New limits on Medicare drug costs start at start of year

Samantha Fields Dec 30, 2024
Heard on:
Before the Inflation Reduction Act, there was no cap on out-of-pocket prescription drug costs for people with Medicare. Scott Olson/Getty Images
HTML EMBED:
COPY

Starting on Wednesday, Jan. 1, seniors on Medicare will pay no more than $2,000 a year for prescription drugs. That’s down from this year’s cap of $3,250. 

The concept of limiting how much seniors pay for prescription drugs is new.
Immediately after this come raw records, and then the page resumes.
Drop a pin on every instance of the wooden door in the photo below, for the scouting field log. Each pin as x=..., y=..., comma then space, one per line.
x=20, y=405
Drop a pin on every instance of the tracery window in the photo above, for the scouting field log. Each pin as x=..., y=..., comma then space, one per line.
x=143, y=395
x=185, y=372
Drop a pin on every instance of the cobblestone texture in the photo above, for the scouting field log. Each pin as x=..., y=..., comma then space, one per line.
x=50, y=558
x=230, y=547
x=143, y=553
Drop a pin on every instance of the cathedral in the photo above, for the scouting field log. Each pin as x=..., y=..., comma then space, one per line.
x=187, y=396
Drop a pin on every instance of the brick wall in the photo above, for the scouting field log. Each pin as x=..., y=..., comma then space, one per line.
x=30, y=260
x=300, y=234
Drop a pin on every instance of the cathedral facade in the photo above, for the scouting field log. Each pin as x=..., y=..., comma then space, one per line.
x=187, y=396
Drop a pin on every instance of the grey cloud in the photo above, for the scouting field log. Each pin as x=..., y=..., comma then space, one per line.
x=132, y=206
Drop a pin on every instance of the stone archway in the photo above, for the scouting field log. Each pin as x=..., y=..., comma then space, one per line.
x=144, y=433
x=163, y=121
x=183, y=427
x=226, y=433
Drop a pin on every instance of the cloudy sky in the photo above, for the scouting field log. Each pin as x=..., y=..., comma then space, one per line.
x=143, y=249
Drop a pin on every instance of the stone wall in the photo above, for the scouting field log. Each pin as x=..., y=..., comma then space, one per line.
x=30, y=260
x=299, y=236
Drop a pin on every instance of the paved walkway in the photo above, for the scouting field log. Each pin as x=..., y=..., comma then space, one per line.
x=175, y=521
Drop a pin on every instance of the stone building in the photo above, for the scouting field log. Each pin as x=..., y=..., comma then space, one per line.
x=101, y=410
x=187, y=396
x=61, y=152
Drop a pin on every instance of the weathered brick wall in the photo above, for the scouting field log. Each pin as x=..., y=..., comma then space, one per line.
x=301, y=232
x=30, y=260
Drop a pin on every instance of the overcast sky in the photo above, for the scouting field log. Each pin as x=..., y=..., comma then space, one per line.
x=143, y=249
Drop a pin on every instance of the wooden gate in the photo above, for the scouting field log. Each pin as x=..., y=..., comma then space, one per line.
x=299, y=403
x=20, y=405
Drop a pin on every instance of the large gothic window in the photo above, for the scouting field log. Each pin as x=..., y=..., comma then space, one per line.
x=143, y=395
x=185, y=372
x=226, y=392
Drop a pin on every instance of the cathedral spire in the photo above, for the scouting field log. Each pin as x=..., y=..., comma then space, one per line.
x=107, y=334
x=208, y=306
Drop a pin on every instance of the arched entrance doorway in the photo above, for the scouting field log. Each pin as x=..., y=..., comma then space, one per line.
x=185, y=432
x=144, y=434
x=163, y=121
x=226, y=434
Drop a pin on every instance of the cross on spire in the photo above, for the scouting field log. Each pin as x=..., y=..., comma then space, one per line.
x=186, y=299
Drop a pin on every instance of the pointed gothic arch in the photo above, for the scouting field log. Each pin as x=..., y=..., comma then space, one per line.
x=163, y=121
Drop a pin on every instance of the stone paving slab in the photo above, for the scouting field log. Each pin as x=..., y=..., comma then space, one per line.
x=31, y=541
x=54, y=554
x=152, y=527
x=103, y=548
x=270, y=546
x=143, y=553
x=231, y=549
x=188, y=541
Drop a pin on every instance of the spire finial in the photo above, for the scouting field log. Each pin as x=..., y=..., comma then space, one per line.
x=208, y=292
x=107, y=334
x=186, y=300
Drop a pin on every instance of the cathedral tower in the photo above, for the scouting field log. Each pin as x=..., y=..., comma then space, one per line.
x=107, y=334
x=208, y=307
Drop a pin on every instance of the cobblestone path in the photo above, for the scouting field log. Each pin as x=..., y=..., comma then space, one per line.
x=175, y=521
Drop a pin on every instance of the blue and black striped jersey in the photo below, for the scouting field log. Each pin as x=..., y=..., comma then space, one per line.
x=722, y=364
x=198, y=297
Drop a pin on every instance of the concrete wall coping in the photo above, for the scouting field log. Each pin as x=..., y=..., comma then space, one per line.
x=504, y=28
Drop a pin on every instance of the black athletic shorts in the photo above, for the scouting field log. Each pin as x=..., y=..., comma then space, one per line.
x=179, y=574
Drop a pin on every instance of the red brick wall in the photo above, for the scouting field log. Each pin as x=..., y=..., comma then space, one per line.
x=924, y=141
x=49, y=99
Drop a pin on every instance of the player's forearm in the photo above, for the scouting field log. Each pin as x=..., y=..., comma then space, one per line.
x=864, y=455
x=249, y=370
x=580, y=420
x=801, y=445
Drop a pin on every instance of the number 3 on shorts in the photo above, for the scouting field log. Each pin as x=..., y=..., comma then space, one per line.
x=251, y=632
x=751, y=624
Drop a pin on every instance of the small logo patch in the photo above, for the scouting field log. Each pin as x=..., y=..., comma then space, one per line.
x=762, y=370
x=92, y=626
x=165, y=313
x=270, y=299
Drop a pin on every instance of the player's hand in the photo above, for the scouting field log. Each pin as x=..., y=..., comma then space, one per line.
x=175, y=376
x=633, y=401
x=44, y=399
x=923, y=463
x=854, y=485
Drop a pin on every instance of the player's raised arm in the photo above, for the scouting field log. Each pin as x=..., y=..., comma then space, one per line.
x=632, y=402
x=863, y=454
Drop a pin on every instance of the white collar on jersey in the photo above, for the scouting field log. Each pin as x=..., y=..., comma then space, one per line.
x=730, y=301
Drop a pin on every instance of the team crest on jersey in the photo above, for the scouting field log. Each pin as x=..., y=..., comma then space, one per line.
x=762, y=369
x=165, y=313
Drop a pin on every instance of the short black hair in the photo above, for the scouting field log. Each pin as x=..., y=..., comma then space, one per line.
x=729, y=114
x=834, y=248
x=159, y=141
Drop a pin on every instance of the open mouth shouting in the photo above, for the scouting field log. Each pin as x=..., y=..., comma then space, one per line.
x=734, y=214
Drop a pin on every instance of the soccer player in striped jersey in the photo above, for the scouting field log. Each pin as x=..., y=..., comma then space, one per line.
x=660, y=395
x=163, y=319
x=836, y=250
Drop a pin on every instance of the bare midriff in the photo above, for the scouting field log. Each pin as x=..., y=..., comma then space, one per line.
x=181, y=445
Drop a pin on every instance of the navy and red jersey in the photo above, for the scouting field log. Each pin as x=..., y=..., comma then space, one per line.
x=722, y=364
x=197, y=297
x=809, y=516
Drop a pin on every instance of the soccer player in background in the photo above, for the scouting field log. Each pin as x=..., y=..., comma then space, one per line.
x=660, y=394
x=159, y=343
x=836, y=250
It came out of the Inflation Reduction Act, which Congress passed in 2022. Until the cap started phasing in this year, some seniors paid many thousands of dollars a year out of pocket for medication.

The whole point of health insurance is to make medical care affordable — at least, in theory. “Insurance is supposed to be limiting big financial shocks,” said Benedic Ippolito, an economist at the American Enterprise Institute.

He said if a health plan doesn’t cap the amount you can be required to pay, “it’s not a particularly good insurance product.”

Private health plans have long had some kind of out-of-pocket maximum because of the Affordable Care Act. But not Medicare.

“It was unusual in that it did not cap how much you could spend on, in this case, prescription drugs,” Ippolito said.

There was no cap at all. “If you were taking a really expensive drug, and that drug was tens of thousands of dollars, that could translate into potentially thousands of dollars of out-of-pocket costs,” said Matthew Fiedler, senior fellow at the Brookings Institution.

Most seniors aren’t spending more than $2,000 a year on prescriptions, Fiedler said. But at least 1.5 million did in 2021, according to the health policy nonprofit group KFF.

“One common reason people can end up with particularly high drug costs is they’re taking an expensive cancer drug,” he said. “Other scenarios include people with certain immune system disorders, or people who have had an organ transplant and take immunosuppressive drugs.”

And you never know when that might be you.

That’s why Stacie Dusetzina, professor of health policy at Vanderbilt University Medical Center, said capping how much seniors have to pay for prescriptions is a big deal.

“This puts financial security there for people who end up developing a condition that needs a high-cost drug, so that you know that the drug costs that they will face are not going to bankrupt them,” she said.

This new price cap will cost the federal government and taxpayers. But Dusetzina said Medicare can now negotiate drug prices, and that should offset some of the increased costs.

“The other way that this comes out is through premiums. So if you are purchasing a Medicare Part D plan, your premium could potentially go up,” she said.

But, she said, there are guardrails in place to prevent them from going up too much, at least for the next few years.